I put to William the following question:
Are you prepared to assert the following? It is never the case that whenever there are some things, there is a whole with those things as parts. Equivalently: For any xs, if the xs are two or more, there is no y such that the xs compose y.
To which he replied: "Agreed, if you are using xs as a plural quantifier, and by implication y as a singular quantifier."
I think William was too hasty in agreeing since his agreement makes him a mereological nihilist, or nihilist for short. Nihilism is the logical contrary, not contradictory, of mereological universalism, or universalism for short. Universalism is what is expressed by Unrestricted Composition:
UC. Whenever there are some things, then there exists a fusion [sum] of those things. (David Lewis, Parts of Classes, Basil Blackwell 1991, p. 74)

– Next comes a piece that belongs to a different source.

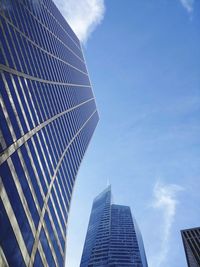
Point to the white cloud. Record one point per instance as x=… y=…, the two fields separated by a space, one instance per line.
x=83 y=15
x=188 y=5
x=165 y=199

Given Extensionality — no two wholes have the same parts — (UC) says that whenever there are some individuals, no matter what their character or category, there is a unique individual that they compose. This is their mereological sum. Universalism is hard to swallow. I do not balk at the sum of the books in my house. But I balk at the sum of : the books in my house, William's last heartbeat, Peter's left foot, and the planet Mercury. But if, recoiling from Universalism, one embraces Nihilism, then one is committed to the proposition that there are no composite objects, there are only simples. And surely William does not want to be committed to that.